La scrittrice, punto di riferimento per il movimento femminista italiano, si augura di «avere messo qualche piccolo seme nella terra della consapevolezza femminile». «Se alcuni di questi semi crescessero e diventassero alberi», aggiunge, «ne sarei felice»

Questo articolo è stato pubblicato sul numero 39 di Vanity Fair, in edicola fino al 30 settembre

«Il viaggio è un processo di conoscenza. Entro in mondi nuovi per capire, per creare nuovi legami, per confrontarmi». Nascere figlia di un grande viaggiatore ha le sue implicazioni genetiche. Dacia Maraini ha trascorso i primi anni della sua vita in Giappone dove il padre Fosco, famoso etnologo toscano di origini ticinesi, e la madre Topazia Alliata, pittrice palermitana appartenente a un antico casato, decisero di trasferirsi e dove, dal 1943 al 1945, vennero internati in un campo di concentramento per essersi rifiutati di aderire alla Repubblica di Salò dopo il patto Roma-Berlino-Tokyo. Da allora, non ha mai smesso di muoversi quasi obbedendo inconsciamente al motto paterno «tutto quello che succede nel mondo mi riguarda».
«L’educazione in famiglia con un padre etnologo mi ha di certo aiutata a pensare in termini di mondo e non di piccola realtà locale», mi dice dalla sua casa romana dove ha trascorso anche i mesi del lockdown. Persino oggi, che di anni ne ha 83 e dopo avere scritto per tutta la vita, romanzi, saggi, articoli, poesie e opere teatrali – vinse anche un premio Strega nel 1999 per i racconti Buio e un Campiello, nel 1990, per La lunga vita di Marianna Ucrìa –, ed essere stata un punto di riferimento per il movimento femminista italiano, viaggiare continua a essere uno dei suoi grandi amori: «Durante la segregazione dovuta alla pandemia mi sono mancati molto i viaggi. Dovevo andare in Spagna per l’uscita di due miei libri in spagnolo, ma abbiamo dovuto rimandare. Dovevo andare in Austria, in Inghilterra, negli Stati Uniti per un invito di cinque università, ma anche lì ho dovuto rimandare all’anno prossimo».
Tra la fine degli anni Sessanta a l’inizio dei Settanta, Pier Paolo Pasolini, uno degli amici più cari conosciuto grazie al compagno Alberto Moravia, le chiese di accompagnarlo in alcuni viaggi di esplorazione «lavorativa»: insieme con Moravia, Ninetto Davoli e altri, sono stati in Africa almeno una decina di volte, specialmente nello Yemen e in Mali, dove portarono con loro anche Maria Callas.

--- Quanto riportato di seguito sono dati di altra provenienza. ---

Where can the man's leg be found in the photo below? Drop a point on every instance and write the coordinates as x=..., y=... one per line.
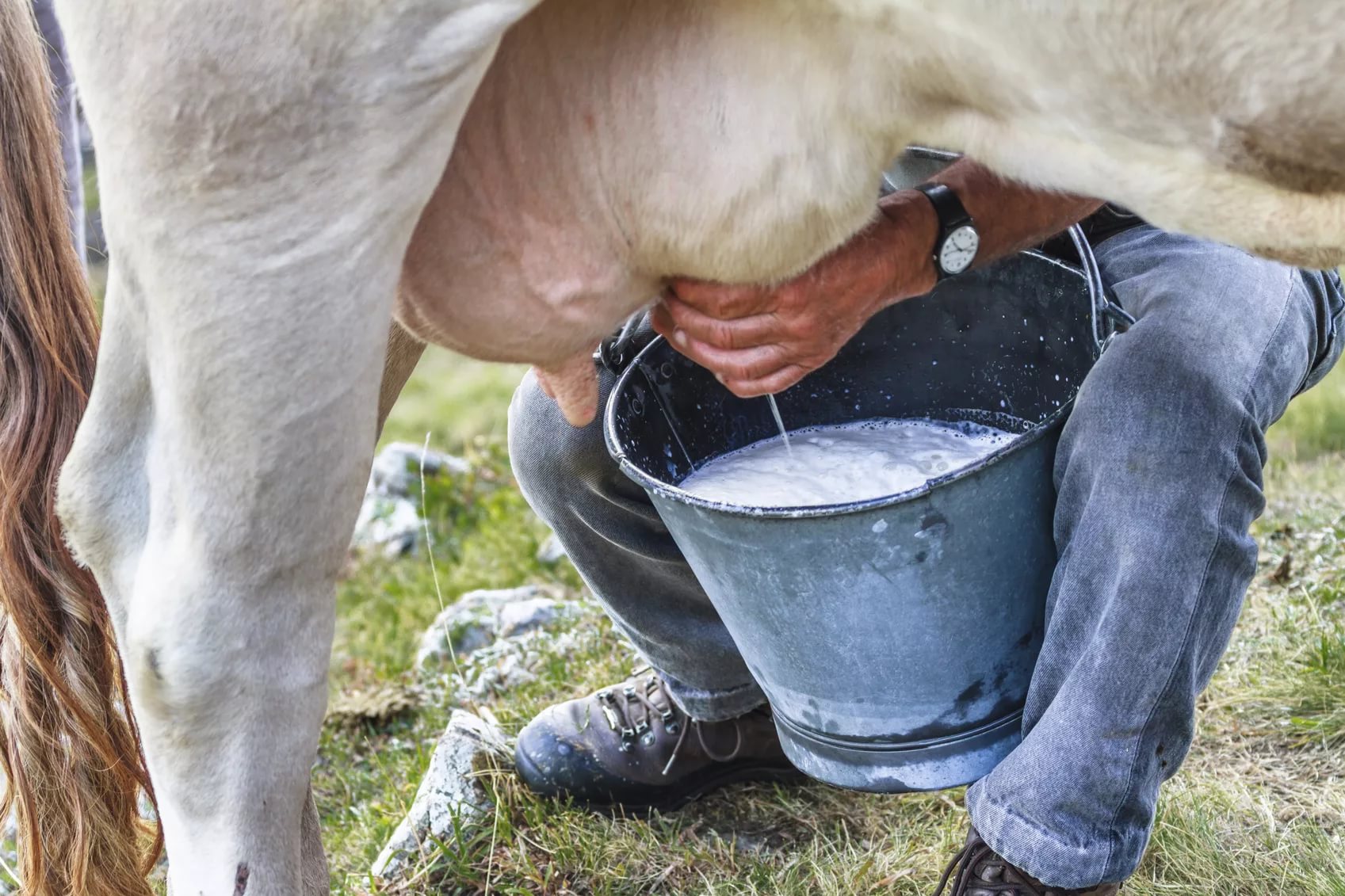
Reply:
x=697, y=722
x=625, y=555
x=1160, y=478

Maraini, che cosa pensò la prima volta che Pasolini le chiese di accompagnarlo?
«Eravamo molto amici, ci vedevamo a Roma quasi tutti i giorni, quindi non mi è sembrato strano che proponesse di fare un viaggio insieme».

Come era viaggiare con lui?
«Si è subito dimostrato un ottimo compagno di viaggio. Non si lamentava mai delle scomodità, delle attese, degli incidenti, e ne abbiamo avuti tanti. Noi evitavamo gli itinerari turistici e quindi capitava che dovessimo dormire in tenda, oppure in luoghi inaspettati come una missione o una caserma. Non protestava per il cibo diverso, per le difficoltà quotidiane. E in questo andavamo molto d’accordo. Anche io ero abituata ai viaggi difficili e alle continue sorprese di un andare per vie non previste».

Non le faceva uno strano effetto essere spesso l’unica donna della compagnia?
«No, era una cosa normale perché Pier Paolo non faceva distinzioni e non era misogino neanche un po’».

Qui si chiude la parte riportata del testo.